Going to look at the video
What happened to Matt Browne? He asked and then disappeared like he was sucked into a black hole.
TGIF! Sorry for my very late reply. Gee, what a week… I will read your answers in more detail this weekend. Yes, some huge office black hole sucked all my energy the whole week. Came out of nowhere. Well, first things first.
@Dutchess_III – Why am I asking this? Well, I feel there are not enough science questions on Fluther. During one of my commutes on the freeway recently I was staring at this beautiful crescent moon enjoying the sight and letting my thoughts wander. And the question popped into my head. I was also listing to some of the Naked Scientist downloaded podcasts…
I couldn’t find some good estimates about the average number of black holes per galaxy and galaxy type.
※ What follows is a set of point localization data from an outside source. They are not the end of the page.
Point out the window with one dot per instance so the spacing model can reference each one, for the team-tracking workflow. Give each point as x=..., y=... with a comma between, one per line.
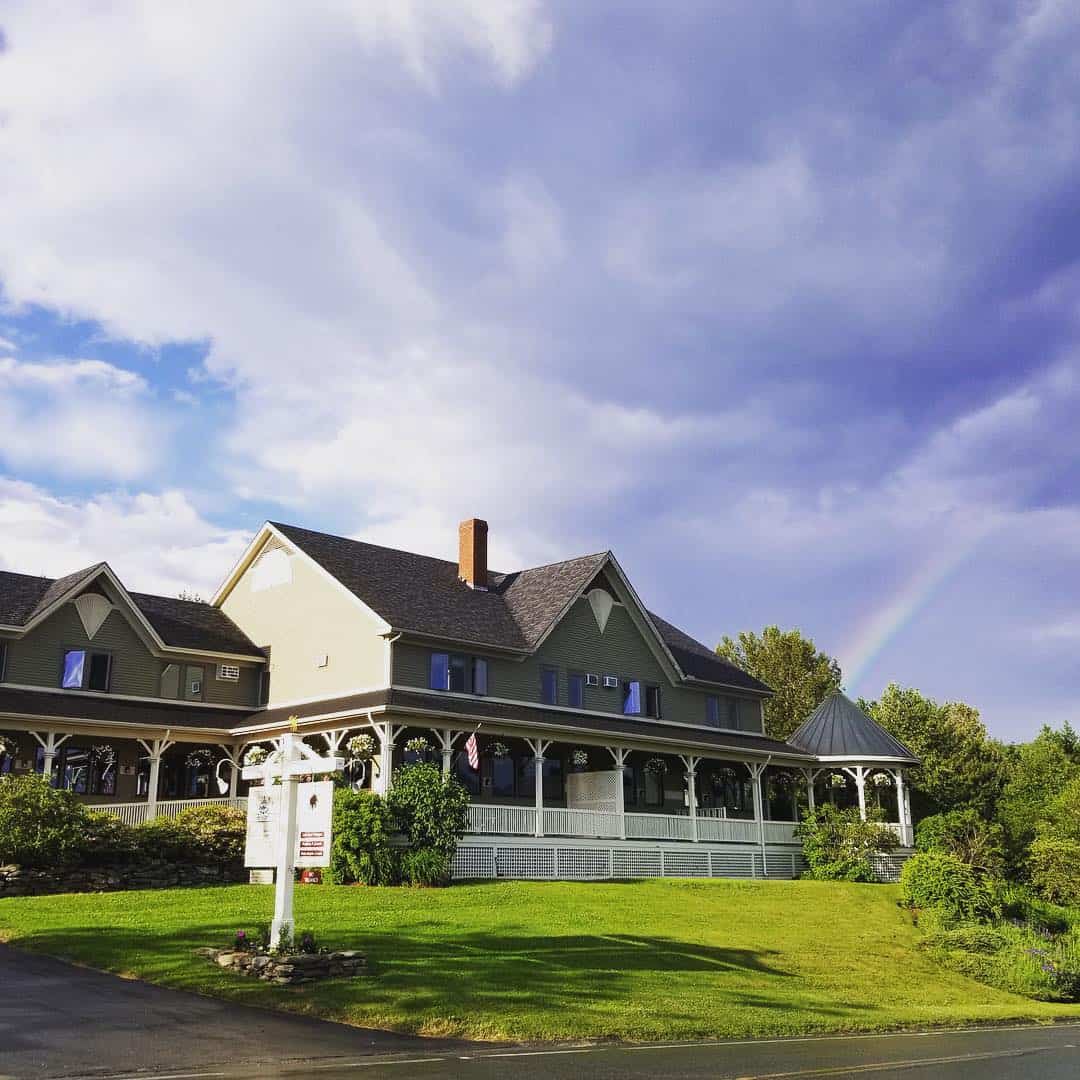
x=576, y=690
x=86, y=671
x=549, y=686
x=480, y=675
x=652, y=701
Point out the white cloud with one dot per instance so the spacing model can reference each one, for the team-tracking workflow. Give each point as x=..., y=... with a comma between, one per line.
x=157, y=543
x=78, y=418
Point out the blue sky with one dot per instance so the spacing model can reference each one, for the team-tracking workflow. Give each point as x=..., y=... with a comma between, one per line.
x=780, y=301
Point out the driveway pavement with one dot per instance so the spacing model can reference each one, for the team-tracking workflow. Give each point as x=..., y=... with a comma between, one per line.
x=57, y=1021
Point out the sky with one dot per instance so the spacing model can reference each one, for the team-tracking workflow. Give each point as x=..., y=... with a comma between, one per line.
x=778, y=300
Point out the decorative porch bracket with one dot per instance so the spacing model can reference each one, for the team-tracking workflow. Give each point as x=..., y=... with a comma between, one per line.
x=51, y=745
x=690, y=764
x=539, y=747
x=154, y=748
x=620, y=754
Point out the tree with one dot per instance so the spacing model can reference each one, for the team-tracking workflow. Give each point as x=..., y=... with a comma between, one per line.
x=961, y=765
x=800, y=675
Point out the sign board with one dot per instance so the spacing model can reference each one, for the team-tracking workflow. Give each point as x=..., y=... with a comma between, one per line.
x=314, y=802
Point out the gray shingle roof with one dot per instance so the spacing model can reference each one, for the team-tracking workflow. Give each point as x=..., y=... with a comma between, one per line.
x=183, y=624
x=423, y=595
x=839, y=728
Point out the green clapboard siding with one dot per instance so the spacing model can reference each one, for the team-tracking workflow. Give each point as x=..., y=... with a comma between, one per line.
x=37, y=659
x=577, y=645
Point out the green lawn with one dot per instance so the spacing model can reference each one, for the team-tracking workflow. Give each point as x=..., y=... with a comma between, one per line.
x=554, y=960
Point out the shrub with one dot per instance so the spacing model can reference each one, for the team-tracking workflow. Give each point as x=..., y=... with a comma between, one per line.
x=839, y=846
x=1054, y=865
x=932, y=879
x=432, y=810
x=40, y=825
x=361, y=850
x=212, y=834
x=966, y=835
x=428, y=867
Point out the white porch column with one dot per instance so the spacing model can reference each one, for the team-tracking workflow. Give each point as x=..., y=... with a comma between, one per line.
x=539, y=747
x=757, y=771
x=620, y=753
x=154, y=748
x=51, y=744
x=388, y=732
x=690, y=764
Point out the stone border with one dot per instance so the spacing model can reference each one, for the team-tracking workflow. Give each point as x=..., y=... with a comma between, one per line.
x=289, y=970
So I’d like to not just count the supermassive black holes at the center. Most stars in any galaxy are red dwarfs, right? So we can’t expect any as a result of their death (besides, the universe is still too young for any of them dying). We have to look at heavier stars. Do we know the distribution of star types per galaxy and galaxy type? How many of them eventually lead to a supernova resulting in a black hole? Right away and later? Which includes neutron stars of binary systems accumulating mass. Let’s discount speculation about tiny black holes from the aftermath of the big bang.
So we know about the 30 arc minutes and the rough total number of the galaxies of the universe? What about the average number of black holes per galaxy (supermassive in the center plus X)?